You know...the "better them, than me" attitude.

My post-grief friends (and a rare pre-grief friend) are the ones who climb with me, side by side, inch by inch, out of the pit with me. 
 They are able to reassure me when I need reassurance, rest when I need resting, and encourage me to move forward when I don't have the strength. 
They have no expectations, no memories and no recollection of how I "should" be. They want me to get better, to smile more often and find joy in life, but they also accepted the person I've become. 
The "person" who is emerging from the pit
~Author Unknown

Wednesday, November 9, 2011

The Quiet....

After the storm.

I had to take a break.  I didn't realize how taxing it was to blog every single day.  Not to mention keeping up with regular posts on my other blog.  I didn't want to stop the other, because I promised myself and Jamie, that I would not stop living.  And my other blog is really about me living.  This one is more about grief and my ministry.  

It is strange though.  They are both separate...yet so very intertwined!!!

Things have been quiet.  I received an inordinate amount of requests last month and became overwhelmed that I would not be able to get them done.  But sadly, none have arrived yet!  One mom just emailed saying she was sending hers this week, so my Miss Emore Embroidery Machine is getting excited.  She has been sad!

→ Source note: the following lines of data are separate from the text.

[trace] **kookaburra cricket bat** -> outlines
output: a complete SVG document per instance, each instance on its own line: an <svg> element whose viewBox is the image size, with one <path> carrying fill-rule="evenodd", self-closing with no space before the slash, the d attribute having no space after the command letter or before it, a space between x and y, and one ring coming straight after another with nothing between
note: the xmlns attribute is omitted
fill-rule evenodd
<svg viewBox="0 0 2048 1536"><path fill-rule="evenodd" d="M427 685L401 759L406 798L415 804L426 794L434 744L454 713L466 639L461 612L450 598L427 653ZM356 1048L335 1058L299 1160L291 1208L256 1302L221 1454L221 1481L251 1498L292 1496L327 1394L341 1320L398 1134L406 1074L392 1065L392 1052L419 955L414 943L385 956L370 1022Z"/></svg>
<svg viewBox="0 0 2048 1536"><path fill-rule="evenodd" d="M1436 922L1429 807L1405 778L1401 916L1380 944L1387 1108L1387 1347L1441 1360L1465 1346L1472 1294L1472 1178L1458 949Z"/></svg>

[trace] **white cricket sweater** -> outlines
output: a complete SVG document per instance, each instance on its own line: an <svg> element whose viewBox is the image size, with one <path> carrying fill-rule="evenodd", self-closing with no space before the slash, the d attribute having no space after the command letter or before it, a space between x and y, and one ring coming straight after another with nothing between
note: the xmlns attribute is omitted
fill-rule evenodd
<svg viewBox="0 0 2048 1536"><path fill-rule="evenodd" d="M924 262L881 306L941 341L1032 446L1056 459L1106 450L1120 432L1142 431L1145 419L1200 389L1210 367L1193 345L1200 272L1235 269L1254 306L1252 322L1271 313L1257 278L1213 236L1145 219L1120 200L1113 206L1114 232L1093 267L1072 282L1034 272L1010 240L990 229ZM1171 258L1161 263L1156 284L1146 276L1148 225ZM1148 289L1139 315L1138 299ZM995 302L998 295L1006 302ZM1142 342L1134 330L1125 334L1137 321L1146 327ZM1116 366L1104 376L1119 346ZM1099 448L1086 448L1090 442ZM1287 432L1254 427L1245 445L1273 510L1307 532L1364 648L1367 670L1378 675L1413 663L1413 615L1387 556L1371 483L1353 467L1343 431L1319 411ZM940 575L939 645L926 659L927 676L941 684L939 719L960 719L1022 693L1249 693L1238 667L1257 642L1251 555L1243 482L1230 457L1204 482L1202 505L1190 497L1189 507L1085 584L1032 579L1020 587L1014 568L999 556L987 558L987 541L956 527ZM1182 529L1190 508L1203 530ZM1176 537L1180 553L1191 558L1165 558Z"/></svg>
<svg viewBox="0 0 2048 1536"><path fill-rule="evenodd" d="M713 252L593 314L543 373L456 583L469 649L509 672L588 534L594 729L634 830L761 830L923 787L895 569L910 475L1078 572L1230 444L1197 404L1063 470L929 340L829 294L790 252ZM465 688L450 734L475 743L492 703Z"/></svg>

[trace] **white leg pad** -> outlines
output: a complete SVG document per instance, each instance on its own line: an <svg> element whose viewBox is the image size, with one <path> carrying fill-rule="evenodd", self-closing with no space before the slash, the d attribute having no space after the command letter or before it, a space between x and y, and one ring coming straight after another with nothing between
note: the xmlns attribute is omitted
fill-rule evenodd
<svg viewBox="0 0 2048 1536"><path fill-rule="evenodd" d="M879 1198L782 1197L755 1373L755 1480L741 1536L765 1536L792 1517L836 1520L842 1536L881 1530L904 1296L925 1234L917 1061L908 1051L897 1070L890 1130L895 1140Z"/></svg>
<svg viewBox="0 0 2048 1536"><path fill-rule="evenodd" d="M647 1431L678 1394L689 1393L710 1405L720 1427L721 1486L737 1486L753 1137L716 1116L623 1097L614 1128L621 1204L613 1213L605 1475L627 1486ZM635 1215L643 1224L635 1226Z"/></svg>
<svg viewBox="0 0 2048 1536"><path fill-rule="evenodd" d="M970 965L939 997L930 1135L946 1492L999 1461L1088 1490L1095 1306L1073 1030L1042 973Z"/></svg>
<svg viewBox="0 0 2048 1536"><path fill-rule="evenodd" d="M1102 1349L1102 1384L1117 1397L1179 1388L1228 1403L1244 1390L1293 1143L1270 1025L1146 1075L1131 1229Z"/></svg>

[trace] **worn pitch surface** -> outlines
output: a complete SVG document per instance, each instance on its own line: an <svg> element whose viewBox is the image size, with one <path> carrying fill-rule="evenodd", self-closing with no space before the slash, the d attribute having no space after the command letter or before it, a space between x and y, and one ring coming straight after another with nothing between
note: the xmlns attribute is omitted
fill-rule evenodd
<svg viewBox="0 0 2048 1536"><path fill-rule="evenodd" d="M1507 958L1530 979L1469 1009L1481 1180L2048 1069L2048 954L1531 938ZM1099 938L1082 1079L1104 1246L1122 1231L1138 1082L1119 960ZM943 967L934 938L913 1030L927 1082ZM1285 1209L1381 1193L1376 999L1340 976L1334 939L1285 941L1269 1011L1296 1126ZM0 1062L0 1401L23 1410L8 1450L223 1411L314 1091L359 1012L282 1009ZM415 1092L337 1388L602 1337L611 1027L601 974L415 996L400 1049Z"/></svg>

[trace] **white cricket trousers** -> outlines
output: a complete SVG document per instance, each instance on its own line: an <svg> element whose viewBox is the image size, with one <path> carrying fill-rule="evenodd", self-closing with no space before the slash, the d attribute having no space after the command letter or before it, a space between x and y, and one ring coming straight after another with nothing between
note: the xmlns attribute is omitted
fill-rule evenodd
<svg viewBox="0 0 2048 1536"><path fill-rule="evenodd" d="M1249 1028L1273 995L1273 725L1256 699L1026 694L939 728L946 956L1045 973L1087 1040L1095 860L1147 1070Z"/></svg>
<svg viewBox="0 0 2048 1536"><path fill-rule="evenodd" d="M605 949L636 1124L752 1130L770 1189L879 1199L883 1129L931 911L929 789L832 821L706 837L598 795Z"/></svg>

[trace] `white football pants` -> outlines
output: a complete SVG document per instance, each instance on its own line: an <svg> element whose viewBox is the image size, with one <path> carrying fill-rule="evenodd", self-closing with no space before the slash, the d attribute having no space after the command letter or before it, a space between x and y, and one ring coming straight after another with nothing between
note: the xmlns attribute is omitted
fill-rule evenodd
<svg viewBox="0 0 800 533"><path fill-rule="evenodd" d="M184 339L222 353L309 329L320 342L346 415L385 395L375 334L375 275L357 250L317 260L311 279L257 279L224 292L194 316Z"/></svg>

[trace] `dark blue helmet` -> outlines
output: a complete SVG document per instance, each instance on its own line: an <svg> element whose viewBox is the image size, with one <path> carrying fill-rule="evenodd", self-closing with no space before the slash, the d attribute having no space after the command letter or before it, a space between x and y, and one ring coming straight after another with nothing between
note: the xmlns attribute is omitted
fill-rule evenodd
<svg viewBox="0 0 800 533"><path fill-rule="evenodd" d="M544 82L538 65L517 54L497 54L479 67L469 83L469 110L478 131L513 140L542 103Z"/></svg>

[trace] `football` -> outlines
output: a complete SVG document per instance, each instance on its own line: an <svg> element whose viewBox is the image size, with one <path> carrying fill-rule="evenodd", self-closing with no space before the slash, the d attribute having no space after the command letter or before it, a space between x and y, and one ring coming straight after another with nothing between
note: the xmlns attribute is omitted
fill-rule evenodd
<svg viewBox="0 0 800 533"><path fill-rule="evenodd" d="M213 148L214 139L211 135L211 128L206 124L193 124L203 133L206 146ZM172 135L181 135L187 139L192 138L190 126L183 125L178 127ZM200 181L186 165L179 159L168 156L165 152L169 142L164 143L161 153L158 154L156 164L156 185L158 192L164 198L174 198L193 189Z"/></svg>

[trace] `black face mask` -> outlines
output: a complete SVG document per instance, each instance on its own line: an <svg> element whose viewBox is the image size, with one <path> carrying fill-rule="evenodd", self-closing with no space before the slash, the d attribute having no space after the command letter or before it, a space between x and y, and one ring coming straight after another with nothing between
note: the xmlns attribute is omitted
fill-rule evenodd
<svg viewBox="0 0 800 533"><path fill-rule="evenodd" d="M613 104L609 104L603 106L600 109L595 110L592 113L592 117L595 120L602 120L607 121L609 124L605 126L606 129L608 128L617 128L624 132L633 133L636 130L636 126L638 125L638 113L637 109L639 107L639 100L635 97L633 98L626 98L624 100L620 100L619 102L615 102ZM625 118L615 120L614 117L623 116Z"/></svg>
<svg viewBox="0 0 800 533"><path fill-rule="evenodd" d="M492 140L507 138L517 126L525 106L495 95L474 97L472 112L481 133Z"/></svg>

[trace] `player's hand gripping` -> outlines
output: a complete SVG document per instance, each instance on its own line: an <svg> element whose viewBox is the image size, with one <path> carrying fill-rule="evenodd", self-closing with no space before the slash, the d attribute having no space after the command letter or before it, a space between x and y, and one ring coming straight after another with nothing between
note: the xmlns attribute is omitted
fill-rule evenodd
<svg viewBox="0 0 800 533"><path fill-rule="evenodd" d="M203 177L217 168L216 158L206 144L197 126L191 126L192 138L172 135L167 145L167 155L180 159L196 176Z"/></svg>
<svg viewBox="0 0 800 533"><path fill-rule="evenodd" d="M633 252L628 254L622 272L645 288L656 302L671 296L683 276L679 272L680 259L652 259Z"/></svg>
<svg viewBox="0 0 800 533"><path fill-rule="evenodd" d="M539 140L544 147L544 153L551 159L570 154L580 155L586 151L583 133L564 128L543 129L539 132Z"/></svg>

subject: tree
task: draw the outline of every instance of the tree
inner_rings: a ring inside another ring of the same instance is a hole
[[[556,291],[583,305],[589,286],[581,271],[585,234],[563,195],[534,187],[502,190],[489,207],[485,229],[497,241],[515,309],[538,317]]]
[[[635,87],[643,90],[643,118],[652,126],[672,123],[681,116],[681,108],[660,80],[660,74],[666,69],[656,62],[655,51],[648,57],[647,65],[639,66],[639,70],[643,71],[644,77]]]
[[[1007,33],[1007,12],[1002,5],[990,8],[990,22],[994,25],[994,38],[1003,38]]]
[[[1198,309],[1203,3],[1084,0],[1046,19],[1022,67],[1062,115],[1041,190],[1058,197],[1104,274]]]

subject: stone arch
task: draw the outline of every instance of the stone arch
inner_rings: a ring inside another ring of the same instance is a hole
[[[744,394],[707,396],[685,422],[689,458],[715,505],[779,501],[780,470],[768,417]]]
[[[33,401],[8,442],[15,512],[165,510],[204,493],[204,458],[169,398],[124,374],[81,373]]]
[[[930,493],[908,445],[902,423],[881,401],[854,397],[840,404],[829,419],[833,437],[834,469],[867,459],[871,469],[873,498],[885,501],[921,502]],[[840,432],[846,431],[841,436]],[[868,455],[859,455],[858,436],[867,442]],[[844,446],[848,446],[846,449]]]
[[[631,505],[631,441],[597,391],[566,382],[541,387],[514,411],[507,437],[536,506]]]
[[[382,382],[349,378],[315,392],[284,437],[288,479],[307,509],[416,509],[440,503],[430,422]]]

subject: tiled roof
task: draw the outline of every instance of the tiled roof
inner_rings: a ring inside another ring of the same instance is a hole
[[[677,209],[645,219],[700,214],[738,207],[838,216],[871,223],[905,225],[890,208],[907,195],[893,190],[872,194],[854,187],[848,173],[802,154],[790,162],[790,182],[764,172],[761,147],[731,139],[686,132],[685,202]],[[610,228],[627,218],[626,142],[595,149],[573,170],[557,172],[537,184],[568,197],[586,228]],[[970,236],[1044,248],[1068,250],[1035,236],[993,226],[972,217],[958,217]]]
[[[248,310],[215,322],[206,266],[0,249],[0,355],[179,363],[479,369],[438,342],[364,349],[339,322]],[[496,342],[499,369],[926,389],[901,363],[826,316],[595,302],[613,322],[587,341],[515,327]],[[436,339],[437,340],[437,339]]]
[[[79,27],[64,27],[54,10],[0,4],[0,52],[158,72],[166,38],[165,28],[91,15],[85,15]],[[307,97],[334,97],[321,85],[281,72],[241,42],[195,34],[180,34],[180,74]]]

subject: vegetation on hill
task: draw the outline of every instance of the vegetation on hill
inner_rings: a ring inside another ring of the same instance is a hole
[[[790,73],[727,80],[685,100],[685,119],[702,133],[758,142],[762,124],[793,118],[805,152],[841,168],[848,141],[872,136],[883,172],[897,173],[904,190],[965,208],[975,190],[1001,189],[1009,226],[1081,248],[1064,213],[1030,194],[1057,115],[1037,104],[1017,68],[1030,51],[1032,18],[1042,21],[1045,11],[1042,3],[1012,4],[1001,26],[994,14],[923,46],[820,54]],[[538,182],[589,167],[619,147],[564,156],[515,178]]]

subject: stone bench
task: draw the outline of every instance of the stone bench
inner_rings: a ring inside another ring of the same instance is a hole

In the meantime...do you want to see some fun?


Our "Fall" Family Outing a few weeks ago!



That's where I shot this windmill!

Like any farm there were a ton of farm animals...



but I will only show one...so I don't bore you!



Nothing like a playground fort with the Texas flag flying high near the zip lines.
Pretending he isn't just a little nervous.

 
 This one was interested in showing off his "guns" by doing pull ups on the zip line.


And this one handed/armed wonder?  
Loved it!!!  We couldn't tear him away.


Forced by mom photo ops.


Can you just die from the cuteness.......


Daddy, I want THIS one!


Which one isn't a cute pumpkin?


A little bouncing


ALOT OF BOUNCING!!



And a VERY SPECIAL VISIT!!!!!!

They always show at the right time....I was missing her terribly that day.  Then I walked by some bushes around the ziplines.......Hello Miss Butterfly!